The “Little Fiesta” has been celebrated on the steps of the Santa Barbara Mission since 1927 with traditional music, singing and dancing, including the styles of flamenco, classical Spanish and Mexican folklorico.
Pre-pandemic, thousands of spectators crowded onto the lawn for a nighttime show of live entertainment.
This year’s community event, however, adapted to the coronavirus pandemic since local public health officials banned gatherings.
“Nobody is going to be gathering at the (Santa Barbara) Mission steps, but we are still going to be able to bring forward this historical showcase,” Davis said, adding that the health and safety of the community are top priorities.
Wednesday’s televised event occurred on the patio outside the Central Coast news station KEYT in Santa Barbara.
The night featured dazzling performances by 2020 Spirit of Fiesta Alena Velasco and 2020 Junior Spirit of Fiesta Alexandra Nocker — both traditionally dressed in white-colored dance costumes of Spanish style.
Television cameras captured dancers’ solos against a view of Santa Barbara’s picturesque mountain and ocean backdrop.
Eighteen-year-old Velasco graduated from Lompoc High School in June, and 10-year-old Nocker will be going into fifth grade at Vieja Valley Elementary School in Santa Barbara. The Spirit and Junior Spirit of Fiesta represent the beauty and charm of Old Spanish Days.
Other musical acts — including Santa Barbara native Eduardo Villa, an internationally renowned operatic tenor — graced the intimate, makeshift stage.
“We have been able to bring a little bit of joy through innovative ways,” Davis said.
Viewers captured the Fiesta flavor as they watched the performances from home on their screens.
“With people staying at home, I hope this is the television spectacular of the year,” Davis said. “I hope all of Santa Barbara is tuning in.”
The livestream broadcast included commentary, pre-recorded segments, historical vignettes and a salute to the late Father Virgil Cordano, who spent his career at the Santa Barbara Mission and died in 2008.
Many Old Spanish Days events have been canceled, including the caravan parade planned for Friday afternoon.

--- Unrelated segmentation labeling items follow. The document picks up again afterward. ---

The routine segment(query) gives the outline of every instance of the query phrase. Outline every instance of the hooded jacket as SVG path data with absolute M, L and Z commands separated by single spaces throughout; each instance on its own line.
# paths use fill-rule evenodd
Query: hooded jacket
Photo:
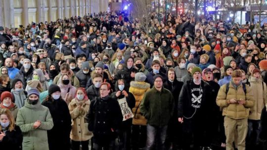
M 232 82 L 229 85 L 229 91 L 226 93 L 226 85 L 224 85 L 220 88 L 216 103 L 217 105 L 222 107 L 222 115 L 228 116 L 234 119 L 247 118 L 249 115 L 250 108 L 254 105 L 253 93 L 250 87 L 245 84 L 246 93 L 245 94 L 242 84 L 239 85 L 236 89 L 233 86 Z M 243 105 L 238 103 L 227 104 L 227 101 L 232 99 L 246 100 Z
M 38 102 L 35 105 L 30 104 L 26 100 L 24 106 L 20 108 L 17 115 L 16 123 L 23 133 L 23 150 L 48 150 L 47 130 L 54 125 L 53 119 L 47 107 Z M 41 122 L 37 129 L 34 124 L 37 120 Z
M 259 120 L 261 119 L 262 110 L 265 104 L 267 103 L 267 87 L 261 78 L 256 80 L 255 78 L 250 76 L 249 82 L 255 100 L 254 105 L 250 108 L 249 119 Z

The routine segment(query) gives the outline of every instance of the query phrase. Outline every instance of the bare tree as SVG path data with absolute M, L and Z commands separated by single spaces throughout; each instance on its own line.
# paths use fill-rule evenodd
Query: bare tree
M 151 0 L 131 0 L 133 15 L 148 33 L 150 26 Z

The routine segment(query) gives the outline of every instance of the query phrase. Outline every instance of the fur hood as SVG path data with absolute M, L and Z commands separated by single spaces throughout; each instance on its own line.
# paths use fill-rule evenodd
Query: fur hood
M 133 88 L 142 89 L 146 89 L 150 87 L 150 85 L 145 82 L 132 81 L 130 86 Z

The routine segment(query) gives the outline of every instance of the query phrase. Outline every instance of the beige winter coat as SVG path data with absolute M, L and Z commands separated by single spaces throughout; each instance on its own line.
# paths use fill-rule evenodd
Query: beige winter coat
M 82 109 L 79 110 L 78 105 L 82 102 Z M 79 100 L 74 99 L 69 104 L 69 109 L 71 116 L 71 132 L 70 138 L 75 141 L 85 141 L 90 140 L 92 133 L 88 130 L 87 115 L 89 111 L 90 100 Z

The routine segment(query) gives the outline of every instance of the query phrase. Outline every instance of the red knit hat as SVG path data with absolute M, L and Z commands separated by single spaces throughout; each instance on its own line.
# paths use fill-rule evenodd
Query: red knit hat
M 8 91 L 5 91 L 1 94 L 1 98 L 0 98 L 0 100 L 1 100 L 1 102 L 3 101 L 3 99 L 4 98 L 10 98 L 11 99 L 11 101 L 13 100 L 13 97 L 12 96 L 12 94 L 11 93 Z
M 252 75 L 253 75 L 253 74 L 254 74 L 254 73 L 257 73 L 257 72 L 261 74 L 261 71 L 260 71 L 260 69 L 259 69 L 258 68 L 255 68 L 254 69 L 253 69 L 253 71 L 252 71 Z
M 262 60 L 259 63 L 260 68 L 265 70 L 267 70 L 267 59 Z

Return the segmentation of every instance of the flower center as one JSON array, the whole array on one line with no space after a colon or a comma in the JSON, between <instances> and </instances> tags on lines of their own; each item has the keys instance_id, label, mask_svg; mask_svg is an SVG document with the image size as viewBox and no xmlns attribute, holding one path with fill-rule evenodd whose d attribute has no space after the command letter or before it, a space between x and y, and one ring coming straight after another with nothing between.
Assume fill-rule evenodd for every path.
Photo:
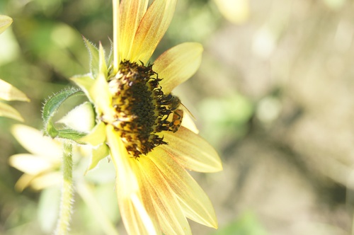
<instances>
[{"instance_id":1,"label":"flower center","mask_svg":"<svg viewBox=\"0 0 354 235\"><path fill-rule=\"evenodd\" d=\"M152 65L120 63L117 74L108 80L112 105L115 110L111 124L119 132L127 151L134 157L147 154L155 147L167 144L157 134L176 132L183 110L180 100L161 89Z\"/></svg>"}]
</instances>

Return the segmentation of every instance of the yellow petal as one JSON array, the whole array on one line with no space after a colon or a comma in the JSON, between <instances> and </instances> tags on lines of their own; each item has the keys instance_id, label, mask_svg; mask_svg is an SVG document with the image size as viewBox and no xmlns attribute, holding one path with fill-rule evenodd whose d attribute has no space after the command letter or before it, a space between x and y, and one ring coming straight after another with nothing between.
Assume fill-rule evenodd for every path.
<instances>
[{"instance_id":1,"label":"yellow petal","mask_svg":"<svg viewBox=\"0 0 354 235\"><path fill-rule=\"evenodd\" d=\"M92 129L90 133L79 139L78 141L92 146L97 146L103 143L105 141L105 125L100 122Z\"/></svg>"},{"instance_id":2,"label":"yellow petal","mask_svg":"<svg viewBox=\"0 0 354 235\"><path fill-rule=\"evenodd\" d=\"M165 234L191 234L188 222L177 198L164 176L150 158L153 154L139 159L139 172L151 197L162 231Z\"/></svg>"},{"instance_id":3,"label":"yellow petal","mask_svg":"<svg viewBox=\"0 0 354 235\"><path fill-rule=\"evenodd\" d=\"M134 38L131 57L134 62L147 63L169 28L176 0L155 0L147 9Z\"/></svg>"},{"instance_id":4,"label":"yellow petal","mask_svg":"<svg viewBox=\"0 0 354 235\"><path fill-rule=\"evenodd\" d=\"M102 47L102 44L100 42L100 45L98 47L98 55L99 55L99 71L101 74L107 74L107 64L105 64L105 50L103 47Z\"/></svg>"},{"instance_id":5,"label":"yellow petal","mask_svg":"<svg viewBox=\"0 0 354 235\"><path fill-rule=\"evenodd\" d=\"M147 0L125 0L120 4L120 56L130 58L134 36L147 8Z\"/></svg>"},{"instance_id":6,"label":"yellow petal","mask_svg":"<svg viewBox=\"0 0 354 235\"><path fill-rule=\"evenodd\" d=\"M167 152L156 148L150 155L180 201L185 215L200 224L217 228L214 208L203 190Z\"/></svg>"},{"instance_id":7,"label":"yellow petal","mask_svg":"<svg viewBox=\"0 0 354 235\"><path fill-rule=\"evenodd\" d=\"M12 23L11 17L0 15L0 33L4 32Z\"/></svg>"},{"instance_id":8,"label":"yellow petal","mask_svg":"<svg viewBox=\"0 0 354 235\"><path fill-rule=\"evenodd\" d=\"M183 119L182 119L182 126L189 129L195 134L199 133L199 130L197 128L197 126L195 125L195 123L194 123L190 115L185 112L183 114Z\"/></svg>"},{"instance_id":9,"label":"yellow petal","mask_svg":"<svg viewBox=\"0 0 354 235\"><path fill-rule=\"evenodd\" d=\"M8 162L11 166L30 175L37 175L53 168L52 163L45 157L28 154L13 155Z\"/></svg>"},{"instance_id":10,"label":"yellow petal","mask_svg":"<svg viewBox=\"0 0 354 235\"><path fill-rule=\"evenodd\" d=\"M62 145L50 137L43 136L43 133L40 131L18 124L12 127L11 133L29 152L34 155L45 156L48 161L60 161Z\"/></svg>"},{"instance_id":11,"label":"yellow petal","mask_svg":"<svg viewBox=\"0 0 354 235\"><path fill-rule=\"evenodd\" d=\"M185 42L168 50L155 60L154 70L163 79L160 85L164 93L170 93L197 71L202 51L199 43Z\"/></svg>"},{"instance_id":12,"label":"yellow petal","mask_svg":"<svg viewBox=\"0 0 354 235\"><path fill-rule=\"evenodd\" d=\"M119 209L129 234L156 234L156 229L142 202L137 176L119 134L110 125L106 128L110 157L117 173L115 190Z\"/></svg>"},{"instance_id":13,"label":"yellow petal","mask_svg":"<svg viewBox=\"0 0 354 235\"><path fill-rule=\"evenodd\" d=\"M22 91L1 79L0 79L0 99L30 101L30 99Z\"/></svg>"},{"instance_id":14,"label":"yellow petal","mask_svg":"<svg viewBox=\"0 0 354 235\"><path fill-rule=\"evenodd\" d=\"M87 168L87 171L94 168L98 162L109 155L109 149L107 144L102 144L100 146L92 149L92 157L91 159L90 166Z\"/></svg>"},{"instance_id":15,"label":"yellow petal","mask_svg":"<svg viewBox=\"0 0 354 235\"><path fill-rule=\"evenodd\" d=\"M15 189L18 192L22 192L28 187L30 182L35 178L35 176L23 174L15 184Z\"/></svg>"},{"instance_id":16,"label":"yellow petal","mask_svg":"<svg viewBox=\"0 0 354 235\"><path fill-rule=\"evenodd\" d=\"M23 118L16 109L4 103L0 103L0 117L9 118L23 122Z\"/></svg>"},{"instance_id":17,"label":"yellow petal","mask_svg":"<svg viewBox=\"0 0 354 235\"><path fill-rule=\"evenodd\" d=\"M184 168L200 172L217 172L222 170L222 162L215 149L204 139L184 127L175 133L164 132L160 145Z\"/></svg>"}]
</instances>

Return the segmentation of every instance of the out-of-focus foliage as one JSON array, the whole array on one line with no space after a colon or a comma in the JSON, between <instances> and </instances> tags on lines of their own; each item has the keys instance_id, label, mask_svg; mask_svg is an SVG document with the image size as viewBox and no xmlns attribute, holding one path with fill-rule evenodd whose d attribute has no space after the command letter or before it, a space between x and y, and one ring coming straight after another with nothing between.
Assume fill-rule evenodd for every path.
<instances>
[{"instance_id":1,"label":"out-of-focus foliage","mask_svg":"<svg viewBox=\"0 0 354 235\"><path fill-rule=\"evenodd\" d=\"M348 0L178 1L154 57L182 42L204 45L200 69L176 94L224 168L207 178L195 175L220 227L192 224L195 234L350 234L353 9ZM25 124L40 129L43 101L88 71L81 35L110 46L111 3L3 0L0 13L14 21L0 35L0 77L27 94L30 103L13 106ZM57 189L15 190L21 173L8 157L25 152L10 134L15 123L0 118L0 234L49 234ZM80 177L117 221L110 166ZM92 197L82 192L73 234L104 234L85 203Z\"/></svg>"}]
</instances>

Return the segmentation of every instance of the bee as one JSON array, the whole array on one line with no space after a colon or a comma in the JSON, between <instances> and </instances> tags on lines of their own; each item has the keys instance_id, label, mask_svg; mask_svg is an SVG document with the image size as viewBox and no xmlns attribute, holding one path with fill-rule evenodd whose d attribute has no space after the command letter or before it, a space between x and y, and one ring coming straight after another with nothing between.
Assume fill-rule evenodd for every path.
<instances>
[{"instance_id":1,"label":"bee","mask_svg":"<svg viewBox=\"0 0 354 235\"><path fill-rule=\"evenodd\" d=\"M188 112L193 117L193 115L189 112L189 110L185 108L185 106L181 103L181 100L178 97L173 96L171 93L167 95L166 97L166 101L169 101L169 108L172 111L172 120L169 123L169 130L173 132L173 133L178 130L181 125L182 124L182 120L183 119L183 110L182 108Z\"/></svg>"}]
</instances>

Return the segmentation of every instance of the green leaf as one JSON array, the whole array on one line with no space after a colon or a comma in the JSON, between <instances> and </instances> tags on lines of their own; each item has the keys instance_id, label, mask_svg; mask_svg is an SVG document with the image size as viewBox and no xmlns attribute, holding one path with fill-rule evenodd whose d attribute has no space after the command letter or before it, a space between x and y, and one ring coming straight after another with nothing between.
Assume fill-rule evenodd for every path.
<instances>
[{"instance_id":1,"label":"green leaf","mask_svg":"<svg viewBox=\"0 0 354 235\"><path fill-rule=\"evenodd\" d=\"M76 142L78 144L83 144L79 139L86 135L85 133L81 133L72 129L61 129L61 130L57 130L57 137L62 139L72 139Z\"/></svg>"},{"instance_id":2,"label":"green leaf","mask_svg":"<svg viewBox=\"0 0 354 235\"><path fill-rule=\"evenodd\" d=\"M105 144L102 144L97 148L92 149L92 157L91 159L91 164L87 169L87 171L94 168L98 162L108 156L110 154L109 148Z\"/></svg>"},{"instance_id":3,"label":"green leaf","mask_svg":"<svg viewBox=\"0 0 354 235\"><path fill-rule=\"evenodd\" d=\"M52 138L58 136L59 134L59 130L55 128L53 124L53 117L57 113L59 108L68 98L78 96L84 96L84 93L80 90L72 88L57 93L45 102L42 112L42 118L43 118L45 127L45 134ZM62 134L67 136L65 133L62 133L61 135Z\"/></svg>"}]
</instances>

There will be a livestream of entertainment from 5:30 p.m. to 7:30 p.m. Friday as part of OSD’s summer concert series “Fiesta Music and Dance Fridays.” The virtual event will occur on the organization’s Facebook page, YouTube and online at sbfiesta.org.
The online event can reach distant audiences, and that’s a positive outcome in the age of COVID-19, Davis said.
“The beauty of that is we have people from all over the world watching now,” he said. “There are opportunities to expand and bring Fiesta to more people, and that has been a nice outcome of this that we weren’t expecting.”
In addition, an online auction is open until 6 p.m. Sunday. The items up for bid will benefit Old Spanish Days.
The official theme of this year’s Fiesta is “¡Vamos a Bailar!” Click here for more information about OSD.
Old Spanish Days is a nonprofit corporation dedicated to honoring and preserving Santa Barbara’s history, culture, spirit, tradition and heritage.
“The spirit of Fiesta is alive,” Davis said.
The annual Old Spanish Days Fiesta Stock Horse Show & Rodeo also has canceled its events this summer in Santa Barbara because of the pandemic. The gatherings were planned to run Thursday through Sunday at the Earl Warren Showgrounds.
With the beginning of Old Spanish Days Fiesta in Santa Barbara, the Santa Barbara County Public Health Department reminded community members and visitors that a local health officer order prohibits gatherings of any size because of elevated disease transmission of COVID-19.
The county remains on the state’s coronavirus monitoring list because of continuing high rates of COVID-19 and hospitalizations. The risk of contracting COVID-19 significantly increases in crowded places, enclosed spaces and close contact with others, according to Public Health.
“This year will have to be different for every person hoping to celebrate,” Public Health Officer Dr. Henning Ansorg said in a statement. “The decisions we make in the next few days will set the course for what the transmission of COVID-19 looks like in the weeks to come.
“Please wear a face covering, avoid gatherings, and maintain your distance from those that do not live in your home.”